Imaging techniques have improved tremendously in recent decades. Digital chest radiography, magnetic resonance, and multislice spiral computed tomography (CT) are only a few examples of improved technology, and improved contrast media have also made contrast imaging much safer. Critically ill patients, however, have not always benefited from these advancements. Indeed, the paradox in intensive care has been that the sicker the patients, the poorer is the imaging. Portable chest radiography is of relatively poor, blurred imaging quality as it lacks a lead grid for scatter reduction, and therefore subtle abnormalities may go undetected on portable chest radiography that might otherwise be visualized. Chest CT appears to yield much information than conventional portable chest radiography both in the clinical evaluation of patients and in research settings for the acute respiratory distress syndrome [1, 2, 3, 4]. Indeed, chest CT has been recommended in cases of severe acute respiratory distress syndrome [5], but, again, the paradox is that those who might benefit most run the highest risks during transport and imaging. Although intrahospital transport is relatively safe [6], these patients poorly tolerate being lifted onto the CT table and then lifted back into bed.

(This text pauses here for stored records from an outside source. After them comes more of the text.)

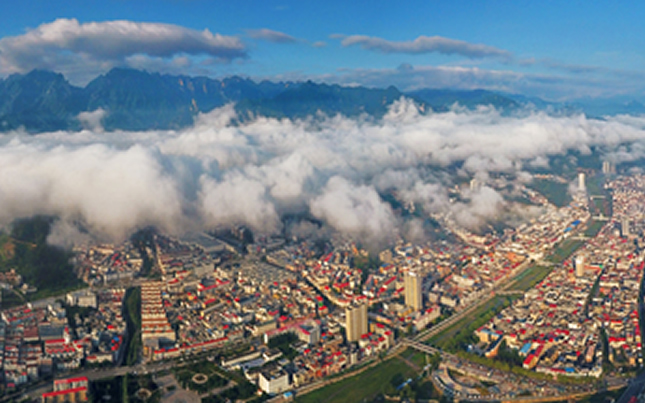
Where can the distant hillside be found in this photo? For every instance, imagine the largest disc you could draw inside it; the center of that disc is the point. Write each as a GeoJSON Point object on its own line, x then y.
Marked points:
{"type": "Point", "coordinates": [138, 100]}
{"type": "Point", "coordinates": [310, 98]}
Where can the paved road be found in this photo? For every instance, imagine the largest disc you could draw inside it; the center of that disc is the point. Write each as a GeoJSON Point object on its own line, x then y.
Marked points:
{"type": "Point", "coordinates": [635, 387]}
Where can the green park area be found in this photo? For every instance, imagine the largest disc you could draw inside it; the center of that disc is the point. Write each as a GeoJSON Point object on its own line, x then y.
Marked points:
{"type": "Point", "coordinates": [379, 381]}
{"type": "Point", "coordinates": [530, 278]}
{"type": "Point", "coordinates": [564, 250]}
{"type": "Point", "coordinates": [41, 265]}
{"type": "Point", "coordinates": [556, 192]}
{"type": "Point", "coordinates": [461, 332]}
{"type": "Point", "coordinates": [200, 377]}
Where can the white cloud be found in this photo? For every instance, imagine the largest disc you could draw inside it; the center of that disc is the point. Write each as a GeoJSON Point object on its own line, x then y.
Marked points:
{"type": "Point", "coordinates": [268, 35]}
{"type": "Point", "coordinates": [86, 49]}
{"type": "Point", "coordinates": [336, 169]}
{"type": "Point", "coordinates": [424, 44]}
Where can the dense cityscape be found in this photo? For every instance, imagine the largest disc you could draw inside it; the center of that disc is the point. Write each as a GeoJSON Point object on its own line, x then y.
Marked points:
{"type": "Point", "coordinates": [483, 318]}
{"type": "Point", "coordinates": [322, 202]}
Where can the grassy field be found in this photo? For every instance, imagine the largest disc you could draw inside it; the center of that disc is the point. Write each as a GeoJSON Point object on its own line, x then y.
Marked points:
{"type": "Point", "coordinates": [363, 387]}
{"type": "Point", "coordinates": [530, 278]}
{"type": "Point", "coordinates": [215, 380]}
{"type": "Point", "coordinates": [564, 250]}
{"type": "Point", "coordinates": [462, 331]}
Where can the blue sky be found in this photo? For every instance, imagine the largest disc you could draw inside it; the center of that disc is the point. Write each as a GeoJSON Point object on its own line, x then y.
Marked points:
{"type": "Point", "coordinates": [555, 50]}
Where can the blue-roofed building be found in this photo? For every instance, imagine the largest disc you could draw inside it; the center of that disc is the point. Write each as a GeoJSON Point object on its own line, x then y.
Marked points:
{"type": "Point", "coordinates": [524, 351]}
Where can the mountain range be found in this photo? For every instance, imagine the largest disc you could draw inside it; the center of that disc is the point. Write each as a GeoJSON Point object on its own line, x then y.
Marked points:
{"type": "Point", "coordinates": [137, 100]}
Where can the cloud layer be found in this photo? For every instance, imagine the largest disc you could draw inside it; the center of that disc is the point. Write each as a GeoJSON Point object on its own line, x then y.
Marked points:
{"type": "Point", "coordinates": [424, 44]}
{"type": "Point", "coordinates": [335, 169]}
{"type": "Point", "coordinates": [70, 47]}
{"type": "Point", "coordinates": [266, 34]}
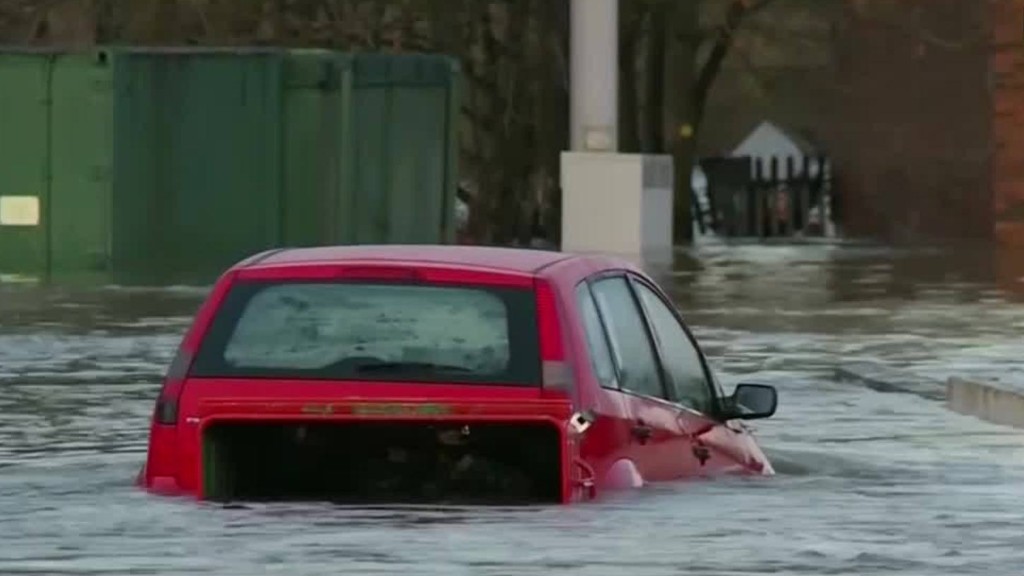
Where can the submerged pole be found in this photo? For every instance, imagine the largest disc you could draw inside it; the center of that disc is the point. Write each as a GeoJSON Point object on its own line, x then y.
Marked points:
{"type": "Point", "coordinates": [594, 75]}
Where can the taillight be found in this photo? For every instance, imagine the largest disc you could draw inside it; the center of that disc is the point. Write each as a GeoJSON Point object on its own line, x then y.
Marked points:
{"type": "Point", "coordinates": [166, 411]}
{"type": "Point", "coordinates": [552, 348]}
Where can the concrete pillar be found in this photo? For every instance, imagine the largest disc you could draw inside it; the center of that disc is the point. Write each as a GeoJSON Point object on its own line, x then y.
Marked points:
{"type": "Point", "coordinates": [594, 75]}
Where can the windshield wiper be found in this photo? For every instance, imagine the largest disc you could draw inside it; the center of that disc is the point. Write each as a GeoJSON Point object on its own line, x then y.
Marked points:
{"type": "Point", "coordinates": [410, 367]}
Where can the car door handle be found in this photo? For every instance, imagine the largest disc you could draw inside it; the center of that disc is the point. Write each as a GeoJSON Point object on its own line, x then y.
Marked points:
{"type": "Point", "coordinates": [642, 432]}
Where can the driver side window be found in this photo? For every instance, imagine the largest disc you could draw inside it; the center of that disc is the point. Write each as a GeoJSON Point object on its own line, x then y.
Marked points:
{"type": "Point", "coordinates": [680, 356]}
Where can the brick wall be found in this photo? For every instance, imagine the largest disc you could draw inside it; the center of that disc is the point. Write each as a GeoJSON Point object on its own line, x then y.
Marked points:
{"type": "Point", "coordinates": [912, 135]}
{"type": "Point", "coordinates": [1008, 120]}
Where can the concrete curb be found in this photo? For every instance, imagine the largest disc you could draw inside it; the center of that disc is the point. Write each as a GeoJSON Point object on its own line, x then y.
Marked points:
{"type": "Point", "coordinates": [987, 401]}
{"type": "Point", "coordinates": [887, 379]}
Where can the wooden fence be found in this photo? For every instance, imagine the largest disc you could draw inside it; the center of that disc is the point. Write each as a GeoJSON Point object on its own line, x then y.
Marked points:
{"type": "Point", "coordinates": [753, 198]}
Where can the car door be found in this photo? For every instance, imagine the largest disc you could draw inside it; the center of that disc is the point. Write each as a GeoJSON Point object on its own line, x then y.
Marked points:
{"type": "Point", "coordinates": [655, 438]}
{"type": "Point", "coordinates": [716, 447]}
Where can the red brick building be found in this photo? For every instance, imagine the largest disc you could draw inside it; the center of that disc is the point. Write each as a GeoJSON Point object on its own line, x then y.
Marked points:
{"type": "Point", "coordinates": [928, 137]}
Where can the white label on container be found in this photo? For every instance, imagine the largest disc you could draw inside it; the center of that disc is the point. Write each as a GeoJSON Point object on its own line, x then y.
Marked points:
{"type": "Point", "coordinates": [18, 210]}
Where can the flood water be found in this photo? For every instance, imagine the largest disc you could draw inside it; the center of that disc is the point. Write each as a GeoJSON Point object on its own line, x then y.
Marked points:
{"type": "Point", "coordinates": [868, 483]}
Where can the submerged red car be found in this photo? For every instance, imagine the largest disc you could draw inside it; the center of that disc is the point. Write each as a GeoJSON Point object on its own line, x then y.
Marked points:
{"type": "Point", "coordinates": [441, 373]}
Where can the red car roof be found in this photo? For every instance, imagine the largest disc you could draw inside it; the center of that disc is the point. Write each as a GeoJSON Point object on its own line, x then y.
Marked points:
{"type": "Point", "coordinates": [508, 259]}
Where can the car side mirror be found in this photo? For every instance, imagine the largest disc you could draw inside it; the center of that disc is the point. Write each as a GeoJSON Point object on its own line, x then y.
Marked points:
{"type": "Point", "coordinates": [751, 402]}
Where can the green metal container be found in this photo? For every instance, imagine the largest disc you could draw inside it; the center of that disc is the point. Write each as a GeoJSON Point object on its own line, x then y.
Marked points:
{"type": "Point", "coordinates": [166, 166]}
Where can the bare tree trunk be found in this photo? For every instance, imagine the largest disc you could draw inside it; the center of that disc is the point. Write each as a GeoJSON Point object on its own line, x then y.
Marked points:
{"type": "Point", "coordinates": [683, 22]}
{"type": "Point", "coordinates": [631, 21]}
{"type": "Point", "coordinates": [656, 31]}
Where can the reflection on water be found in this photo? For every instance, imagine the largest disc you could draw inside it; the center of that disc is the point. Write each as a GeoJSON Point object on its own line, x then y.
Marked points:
{"type": "Point", "coordinates": [869, 483]}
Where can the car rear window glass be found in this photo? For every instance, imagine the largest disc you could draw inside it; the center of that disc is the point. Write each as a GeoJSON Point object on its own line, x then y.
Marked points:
{"type": "Point", "coordinates": [374, 331]}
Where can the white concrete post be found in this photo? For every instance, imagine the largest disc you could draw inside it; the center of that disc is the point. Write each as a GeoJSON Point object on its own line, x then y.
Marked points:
{"type": "Point", "coordinates": [594, 75]}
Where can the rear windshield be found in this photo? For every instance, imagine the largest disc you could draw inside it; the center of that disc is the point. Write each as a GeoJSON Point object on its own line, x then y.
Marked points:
{"type": "Point", "coordinates": [374, 331]}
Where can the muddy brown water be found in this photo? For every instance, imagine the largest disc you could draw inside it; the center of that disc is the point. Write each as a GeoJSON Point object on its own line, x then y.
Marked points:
{"type": "Point", "coordinates": [868, 483]}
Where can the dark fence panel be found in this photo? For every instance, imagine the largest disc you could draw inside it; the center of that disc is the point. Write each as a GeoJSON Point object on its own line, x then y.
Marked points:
{"type": "Point", "coordinates": [781, 197]}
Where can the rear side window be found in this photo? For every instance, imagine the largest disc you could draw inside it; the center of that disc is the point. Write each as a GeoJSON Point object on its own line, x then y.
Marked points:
{"type": "Point", "coordinates": [374, 331]}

Point-of-care ultrasound examination (US) would conceivably provide the ideal imaging tool, but US of the lungs has traditionally been considered an inappropriate technology as thoracic gas renders the chest inaccessible to US examination. US has become popular in the ICU for abdominal, soft tissue, and pleural evaluation, especially for imaging guidance of bed-side procedures such as abscess drainage and the detection and evaluation of pleural effusions [7]. Evaluation for possible pneumothorax would provide yet another important application of pleural US, but the published experience is limited, as is the evidence provided for its applicability [8]. Us can demonstrate consolidation due to atelectasis of the left lung after selective intubation of the right main bronchus, as recently reported in Intensive Care Medicine [9]. Daniel Lichtenstein et al. [10] now report the use of US in the diagnosis of alveolar consolidation in patients admitted to the ICU, with a significant proportion of them being mechanically ventilated. Using standard methods for validation of this new test, with evaluation of interobserver error, they demonstrated good concordance of US evaluation with a satisfactory κ test result (0.89). CT carried out less than 6 h before US was used as gold standard for comparison. The authors provide the first published evidence that US may provide an important tool in the evaluation of patients with various forms of alveolar consolidation.

This first report in the English-language literature to show the potential of this elegant bed-side imaging technique should be interpreted cautiously, however. First, the number of observations is relatively small—only 30 ventilated patients with acute respiratory distress syndrome were evaluated—and the number of examiners was only two. The two examiners are highly dedicated with extensive experience in US, as evidenced by their track record in the literature [8, 9, 10]. More importantly, their measurements in the middle range of abnormalities was less precise than at the extremes of the spectrum compared with CT. Finally, technical failures occurred when the chest wall was covered, for example, by dressings.

US provides an imaging test with very little if any toxicity or adverse effects. However, the history of intensive care medicine should caution one to ask for validation and clinical evaluation before introducing any new technology in the clinical arena, the debate over the pulmonary artery catheter being a pungent example [11, 12]. There are generally four stages in the development of a new test (or a new therapeutic technology, for that matter) that should be passed before such test should be introduced into research settings or the clinical arena: development, validation, management impact, and patient benefit [13]. The authors have provided only the first two stages of this process, by developing and validating the proposed method for alveolar consolidation (atelectasis, pneumonia, and edema); further validation is thus needed. Reliability should now be tested in an array of pulmonary abnormalities in the setting of the ICU, and preferably in ventilated patients who run risks in CT evaluation. Finally, to justify the wide use of US in ICU patients suspected of having pulmonary alveolar consolidation some benefit should be shown for the patients themselves, for example, early detection of potentially harmful complications that warrant intervention, or substitution of CT by US. Before we can be sure that patients benefit from thoracic US examination, we should consider the test experimental and use it for research purposes—after appropriate consent has been obtained.